The US government has asked OpenAI to hold back its newest AI model, GPT-5.6, releasing it only to a small group of partners that Washington signs off on first, according to a report by The Information. The move comes barely two weeks after the same administration forced Anthropic to yank its Fable 5 and Mythos 5 models offline entirely, signaling that the White House is now actively policing how the most powerful AI systems reach the public. CEO Sam Altman told staff the controlled rollout wasn’t OpenAI’s “preferred” approach, but the company agreed to it anyway, with federal officials set to approve customer access one by one during the preview window.The request came from the White House’s Office of the National Cyber Director and the Office of Science and Technology Policy, with Commerce Secretary Howard Lutnick also in the loop. Altman reportedly discussed GPT-5.6 directly with Lutnick on Wednesday, and the Commerce chief wanted assurance that every relevant arm of the government had tested and cleared the model before any launch. The Information first surfaced the plan, citing a leaked internal memo Altman sent to employees.

A softer landing than the one Anthropic got

What stands out is how differently the two companies have been treated. When Anthropic shipped Fable 5 on June 9, it took just three days for the government to step in. By the evening of June 12, Commerce had issued an export control directive barring any foreign national, including Anthropic’s own non-citizen employees, from touching Fable 5 or Mythos 5. The net was so wide that Anthropic had no choice but to switch off both models for everyone. The company was reportedly handed a 90-minute window to comply.OpenAI, by contrast, gets to keep its model available, just to a vetted list. Sources told Axios the company had been working with the administration on the release well before the Anthropic blowup, which likely smoothed the path. One source framed the intervention plainly: GPT-5.6 carries “Mythos-like” capability, and that level of power is what triggered the extra scrutiny rather than any sudden policy shift.
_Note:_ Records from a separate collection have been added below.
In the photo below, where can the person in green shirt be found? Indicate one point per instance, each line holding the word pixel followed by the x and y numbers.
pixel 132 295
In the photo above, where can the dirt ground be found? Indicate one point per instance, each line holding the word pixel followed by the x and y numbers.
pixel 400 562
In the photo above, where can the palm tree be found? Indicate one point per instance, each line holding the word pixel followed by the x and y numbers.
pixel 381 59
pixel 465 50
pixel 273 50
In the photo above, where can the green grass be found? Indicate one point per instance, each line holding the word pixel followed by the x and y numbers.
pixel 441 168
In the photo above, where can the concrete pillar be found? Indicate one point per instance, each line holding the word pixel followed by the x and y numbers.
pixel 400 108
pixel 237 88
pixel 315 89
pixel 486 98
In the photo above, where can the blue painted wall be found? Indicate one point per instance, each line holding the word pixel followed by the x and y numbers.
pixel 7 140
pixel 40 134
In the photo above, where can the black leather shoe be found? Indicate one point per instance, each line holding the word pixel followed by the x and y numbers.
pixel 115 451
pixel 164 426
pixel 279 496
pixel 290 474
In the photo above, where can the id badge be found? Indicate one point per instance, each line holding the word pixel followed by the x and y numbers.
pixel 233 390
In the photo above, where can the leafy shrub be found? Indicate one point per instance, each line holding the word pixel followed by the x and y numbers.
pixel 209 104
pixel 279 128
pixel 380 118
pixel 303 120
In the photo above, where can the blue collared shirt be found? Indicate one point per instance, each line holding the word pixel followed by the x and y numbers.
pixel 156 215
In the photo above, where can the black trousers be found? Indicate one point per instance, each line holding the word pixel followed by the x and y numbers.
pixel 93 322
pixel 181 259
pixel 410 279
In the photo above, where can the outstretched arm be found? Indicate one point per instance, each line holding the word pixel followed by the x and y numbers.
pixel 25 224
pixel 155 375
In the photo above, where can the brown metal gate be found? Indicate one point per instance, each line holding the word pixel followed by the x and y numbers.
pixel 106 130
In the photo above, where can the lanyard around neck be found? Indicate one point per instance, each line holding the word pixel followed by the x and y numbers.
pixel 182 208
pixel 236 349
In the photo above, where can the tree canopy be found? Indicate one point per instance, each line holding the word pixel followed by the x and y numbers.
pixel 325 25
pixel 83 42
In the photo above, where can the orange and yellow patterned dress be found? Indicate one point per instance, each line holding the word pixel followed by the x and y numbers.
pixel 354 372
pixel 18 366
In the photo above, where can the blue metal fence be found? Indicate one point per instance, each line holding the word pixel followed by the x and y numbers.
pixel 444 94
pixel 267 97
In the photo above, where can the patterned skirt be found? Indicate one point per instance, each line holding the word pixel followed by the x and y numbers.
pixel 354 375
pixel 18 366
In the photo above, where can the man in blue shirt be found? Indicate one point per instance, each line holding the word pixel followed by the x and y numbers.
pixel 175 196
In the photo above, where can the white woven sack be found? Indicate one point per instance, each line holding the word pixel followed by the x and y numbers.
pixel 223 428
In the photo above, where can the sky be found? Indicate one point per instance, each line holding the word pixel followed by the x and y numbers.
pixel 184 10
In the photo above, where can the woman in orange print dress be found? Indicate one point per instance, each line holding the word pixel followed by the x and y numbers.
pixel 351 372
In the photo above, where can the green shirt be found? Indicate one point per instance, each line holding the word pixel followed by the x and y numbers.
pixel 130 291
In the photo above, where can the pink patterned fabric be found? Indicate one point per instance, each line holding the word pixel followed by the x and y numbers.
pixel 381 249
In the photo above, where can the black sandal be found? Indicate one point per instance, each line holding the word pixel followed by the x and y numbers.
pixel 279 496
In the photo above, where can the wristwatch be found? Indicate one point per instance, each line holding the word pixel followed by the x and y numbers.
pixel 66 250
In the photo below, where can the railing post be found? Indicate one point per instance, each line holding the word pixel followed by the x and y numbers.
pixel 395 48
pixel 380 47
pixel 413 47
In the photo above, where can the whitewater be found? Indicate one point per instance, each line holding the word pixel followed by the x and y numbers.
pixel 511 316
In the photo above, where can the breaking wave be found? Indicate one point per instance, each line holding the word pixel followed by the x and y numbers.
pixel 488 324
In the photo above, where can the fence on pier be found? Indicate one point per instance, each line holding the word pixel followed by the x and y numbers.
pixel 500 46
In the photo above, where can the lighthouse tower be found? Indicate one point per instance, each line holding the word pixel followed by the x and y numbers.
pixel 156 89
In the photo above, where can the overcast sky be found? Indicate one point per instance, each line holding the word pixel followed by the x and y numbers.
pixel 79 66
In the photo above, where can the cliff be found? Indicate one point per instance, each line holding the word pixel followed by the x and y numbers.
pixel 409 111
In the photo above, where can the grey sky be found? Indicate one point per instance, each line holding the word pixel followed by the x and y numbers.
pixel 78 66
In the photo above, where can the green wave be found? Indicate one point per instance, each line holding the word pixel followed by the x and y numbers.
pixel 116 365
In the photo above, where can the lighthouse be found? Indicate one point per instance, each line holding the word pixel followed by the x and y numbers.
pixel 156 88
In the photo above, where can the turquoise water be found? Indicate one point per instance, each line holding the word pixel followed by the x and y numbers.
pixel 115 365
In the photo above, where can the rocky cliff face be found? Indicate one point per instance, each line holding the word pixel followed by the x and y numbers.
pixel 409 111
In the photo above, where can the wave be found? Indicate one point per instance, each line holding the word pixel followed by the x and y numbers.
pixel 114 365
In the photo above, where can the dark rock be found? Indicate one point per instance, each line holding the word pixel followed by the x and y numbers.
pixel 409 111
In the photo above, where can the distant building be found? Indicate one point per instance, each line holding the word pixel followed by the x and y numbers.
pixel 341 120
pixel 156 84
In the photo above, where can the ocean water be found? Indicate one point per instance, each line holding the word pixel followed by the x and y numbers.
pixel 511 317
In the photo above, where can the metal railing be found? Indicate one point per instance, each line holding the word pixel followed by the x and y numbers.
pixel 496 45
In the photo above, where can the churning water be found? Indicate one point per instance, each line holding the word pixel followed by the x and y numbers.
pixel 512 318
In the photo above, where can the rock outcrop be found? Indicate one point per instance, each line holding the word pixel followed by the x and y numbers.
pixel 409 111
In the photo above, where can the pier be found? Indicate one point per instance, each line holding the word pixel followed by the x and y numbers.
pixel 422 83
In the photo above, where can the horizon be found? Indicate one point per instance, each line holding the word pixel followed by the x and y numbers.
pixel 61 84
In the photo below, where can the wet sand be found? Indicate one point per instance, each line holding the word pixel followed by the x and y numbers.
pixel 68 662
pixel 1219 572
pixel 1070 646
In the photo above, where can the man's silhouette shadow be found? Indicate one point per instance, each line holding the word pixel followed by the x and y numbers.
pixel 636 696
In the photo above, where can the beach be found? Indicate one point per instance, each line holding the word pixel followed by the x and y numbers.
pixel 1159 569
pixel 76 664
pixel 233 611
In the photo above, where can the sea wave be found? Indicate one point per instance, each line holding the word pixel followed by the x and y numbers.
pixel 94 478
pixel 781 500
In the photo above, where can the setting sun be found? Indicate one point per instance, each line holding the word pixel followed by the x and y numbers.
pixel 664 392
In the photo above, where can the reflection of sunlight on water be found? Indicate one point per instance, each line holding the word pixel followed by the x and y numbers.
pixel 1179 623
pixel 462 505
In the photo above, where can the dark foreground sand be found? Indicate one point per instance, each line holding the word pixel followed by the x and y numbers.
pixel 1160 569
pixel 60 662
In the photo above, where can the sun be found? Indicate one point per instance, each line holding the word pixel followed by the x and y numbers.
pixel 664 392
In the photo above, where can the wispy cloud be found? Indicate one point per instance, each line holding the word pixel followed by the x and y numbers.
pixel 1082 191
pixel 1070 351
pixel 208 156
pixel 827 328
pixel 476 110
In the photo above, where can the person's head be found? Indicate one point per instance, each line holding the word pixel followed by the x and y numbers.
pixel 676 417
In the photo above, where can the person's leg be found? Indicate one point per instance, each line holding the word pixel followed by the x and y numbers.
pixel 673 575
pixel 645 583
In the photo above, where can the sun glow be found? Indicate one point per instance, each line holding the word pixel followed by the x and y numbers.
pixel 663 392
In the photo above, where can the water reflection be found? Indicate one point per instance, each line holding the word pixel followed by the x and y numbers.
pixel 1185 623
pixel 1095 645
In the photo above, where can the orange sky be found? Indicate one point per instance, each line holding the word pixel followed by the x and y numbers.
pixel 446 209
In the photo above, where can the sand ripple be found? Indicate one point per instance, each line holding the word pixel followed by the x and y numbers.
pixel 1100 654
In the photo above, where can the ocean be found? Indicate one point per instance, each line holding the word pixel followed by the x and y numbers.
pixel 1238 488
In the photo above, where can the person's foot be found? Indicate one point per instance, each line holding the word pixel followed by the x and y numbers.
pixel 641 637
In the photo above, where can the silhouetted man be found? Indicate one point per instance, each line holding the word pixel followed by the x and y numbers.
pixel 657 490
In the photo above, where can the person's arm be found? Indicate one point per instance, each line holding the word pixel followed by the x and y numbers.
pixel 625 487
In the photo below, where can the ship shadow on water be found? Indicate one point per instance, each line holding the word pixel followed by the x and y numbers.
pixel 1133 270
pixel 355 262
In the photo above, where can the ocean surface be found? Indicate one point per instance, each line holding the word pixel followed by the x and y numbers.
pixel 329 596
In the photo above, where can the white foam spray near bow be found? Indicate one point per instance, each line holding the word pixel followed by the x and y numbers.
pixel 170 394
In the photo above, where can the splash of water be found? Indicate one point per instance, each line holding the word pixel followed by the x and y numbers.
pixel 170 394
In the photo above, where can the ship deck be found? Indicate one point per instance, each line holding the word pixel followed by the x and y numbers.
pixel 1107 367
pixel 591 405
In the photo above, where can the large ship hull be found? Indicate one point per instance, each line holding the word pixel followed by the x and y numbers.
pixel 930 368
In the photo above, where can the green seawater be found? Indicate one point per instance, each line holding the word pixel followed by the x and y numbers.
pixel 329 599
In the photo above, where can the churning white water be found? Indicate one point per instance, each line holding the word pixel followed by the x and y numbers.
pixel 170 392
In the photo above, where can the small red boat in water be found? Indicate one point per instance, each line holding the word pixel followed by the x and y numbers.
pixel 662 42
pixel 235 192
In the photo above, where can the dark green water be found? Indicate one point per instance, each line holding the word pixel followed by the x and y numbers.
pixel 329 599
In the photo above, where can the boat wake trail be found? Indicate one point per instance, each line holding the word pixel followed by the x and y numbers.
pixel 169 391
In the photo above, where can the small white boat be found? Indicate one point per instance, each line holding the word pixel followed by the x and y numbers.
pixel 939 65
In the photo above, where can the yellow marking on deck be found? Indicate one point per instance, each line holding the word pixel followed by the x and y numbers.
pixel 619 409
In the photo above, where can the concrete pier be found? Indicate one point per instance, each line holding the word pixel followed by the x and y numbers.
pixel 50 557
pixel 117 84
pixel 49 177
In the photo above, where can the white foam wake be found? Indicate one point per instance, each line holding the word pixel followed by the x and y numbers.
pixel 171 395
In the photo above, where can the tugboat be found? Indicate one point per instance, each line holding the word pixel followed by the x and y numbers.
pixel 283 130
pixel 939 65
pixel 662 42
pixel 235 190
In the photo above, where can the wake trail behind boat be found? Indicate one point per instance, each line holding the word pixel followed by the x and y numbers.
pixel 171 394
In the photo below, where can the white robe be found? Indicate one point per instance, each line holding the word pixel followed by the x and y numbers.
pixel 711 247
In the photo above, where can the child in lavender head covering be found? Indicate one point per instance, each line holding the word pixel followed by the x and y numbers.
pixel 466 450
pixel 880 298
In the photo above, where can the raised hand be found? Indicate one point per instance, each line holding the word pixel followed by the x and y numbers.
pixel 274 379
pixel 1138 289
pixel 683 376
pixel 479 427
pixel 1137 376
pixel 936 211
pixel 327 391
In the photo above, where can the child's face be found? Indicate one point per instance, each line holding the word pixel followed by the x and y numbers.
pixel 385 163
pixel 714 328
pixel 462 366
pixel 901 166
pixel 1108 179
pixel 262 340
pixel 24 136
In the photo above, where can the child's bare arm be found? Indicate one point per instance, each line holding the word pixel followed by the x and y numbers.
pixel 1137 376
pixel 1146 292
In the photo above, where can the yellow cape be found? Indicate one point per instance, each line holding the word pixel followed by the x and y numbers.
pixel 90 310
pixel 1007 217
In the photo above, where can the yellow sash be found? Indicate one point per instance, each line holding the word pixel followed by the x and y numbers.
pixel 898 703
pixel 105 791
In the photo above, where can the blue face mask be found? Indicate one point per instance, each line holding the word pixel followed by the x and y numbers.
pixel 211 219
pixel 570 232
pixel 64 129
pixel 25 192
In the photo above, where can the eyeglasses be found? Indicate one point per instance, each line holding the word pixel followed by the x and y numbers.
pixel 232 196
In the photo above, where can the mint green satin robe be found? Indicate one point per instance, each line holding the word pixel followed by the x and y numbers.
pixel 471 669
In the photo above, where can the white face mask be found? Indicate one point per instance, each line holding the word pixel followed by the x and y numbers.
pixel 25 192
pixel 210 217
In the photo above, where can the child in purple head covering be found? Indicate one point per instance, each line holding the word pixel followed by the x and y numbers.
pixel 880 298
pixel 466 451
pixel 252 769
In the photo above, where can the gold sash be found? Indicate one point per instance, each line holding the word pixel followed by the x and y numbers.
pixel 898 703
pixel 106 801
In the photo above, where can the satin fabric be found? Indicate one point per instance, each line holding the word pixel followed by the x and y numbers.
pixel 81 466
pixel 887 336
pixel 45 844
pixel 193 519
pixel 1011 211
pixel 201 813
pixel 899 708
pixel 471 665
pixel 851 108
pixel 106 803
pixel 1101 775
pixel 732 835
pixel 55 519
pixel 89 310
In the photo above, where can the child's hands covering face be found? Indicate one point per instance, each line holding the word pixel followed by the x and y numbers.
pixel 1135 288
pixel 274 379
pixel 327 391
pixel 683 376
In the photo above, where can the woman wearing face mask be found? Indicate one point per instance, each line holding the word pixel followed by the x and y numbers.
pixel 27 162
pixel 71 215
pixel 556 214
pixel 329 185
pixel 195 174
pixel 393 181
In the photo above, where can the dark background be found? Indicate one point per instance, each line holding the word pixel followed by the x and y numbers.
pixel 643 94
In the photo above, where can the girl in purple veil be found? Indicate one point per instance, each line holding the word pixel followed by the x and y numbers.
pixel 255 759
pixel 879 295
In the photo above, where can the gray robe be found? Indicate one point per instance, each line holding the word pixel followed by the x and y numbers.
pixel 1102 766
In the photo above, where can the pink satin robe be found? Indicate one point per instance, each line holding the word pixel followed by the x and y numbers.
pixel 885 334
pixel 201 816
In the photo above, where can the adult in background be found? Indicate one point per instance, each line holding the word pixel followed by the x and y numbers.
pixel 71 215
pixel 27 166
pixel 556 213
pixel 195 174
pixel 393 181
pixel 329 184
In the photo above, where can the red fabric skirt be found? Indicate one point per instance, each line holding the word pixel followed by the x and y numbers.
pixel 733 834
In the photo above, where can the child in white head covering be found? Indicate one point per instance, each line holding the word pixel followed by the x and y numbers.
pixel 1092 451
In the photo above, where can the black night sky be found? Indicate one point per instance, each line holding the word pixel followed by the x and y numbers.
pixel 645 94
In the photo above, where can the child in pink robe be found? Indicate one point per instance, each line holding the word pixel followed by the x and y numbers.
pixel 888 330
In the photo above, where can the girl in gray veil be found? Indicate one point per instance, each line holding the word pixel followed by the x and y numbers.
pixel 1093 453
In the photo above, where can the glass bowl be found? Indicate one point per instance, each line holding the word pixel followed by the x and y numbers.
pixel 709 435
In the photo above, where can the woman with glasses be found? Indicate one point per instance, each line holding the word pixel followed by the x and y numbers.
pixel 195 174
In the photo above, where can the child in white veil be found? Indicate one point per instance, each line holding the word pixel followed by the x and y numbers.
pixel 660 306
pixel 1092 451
Washington’s new rulebook for AI is still being written

All of this traces back to an executive order Trump signed on June 2, which asks AI labs to give the government up to 30 days to evaluate powerful new models before release. The catch is that the order is officially voluntary and the actual review framework doesn’t have to be finished until the end of July. So companies are navigating a process whose rules keep shifting and, by some accounts, aren’t fully settled even inside the administration. Dean Ball, a former Trump AI policy adviser who recently joined OpenAI, captured the mood bluntly, noting that the requirements change constantly and stay secret even to the officials applying them.That uncertainty has spread across the industry. The government is separately pressing Meta, the lone major holdout, to submit its models for review. OpenAI, Anthropic, Google, xAI and Microsoft have all already agreed to share their systems with the Center for AI Standards and Innovation, the Commerce-housed group Lutnick oversees.

Why US government suddenly cares so much about AI launches

The deeper worry driving all this is cybersecurity. Officials are increasingly anxious about what happens when nation-state hackers, cybercriminals or rogue insiders get hold of frontier models capable of finding and exploiting software flaws. That same fear is what sank Fable 5, after Amazon researchers showed they could coax the model into revealing security vulnerabilities. Critics argued the panic was overblown, since rival models, including OpenAI’s own, can do much the same.For now, Altman says he hopes to push GPT-5.6 to a wider audience just a “couple of weeks” after the limited preview. Whether that timeline holds depends on a review process the government is still building in real time.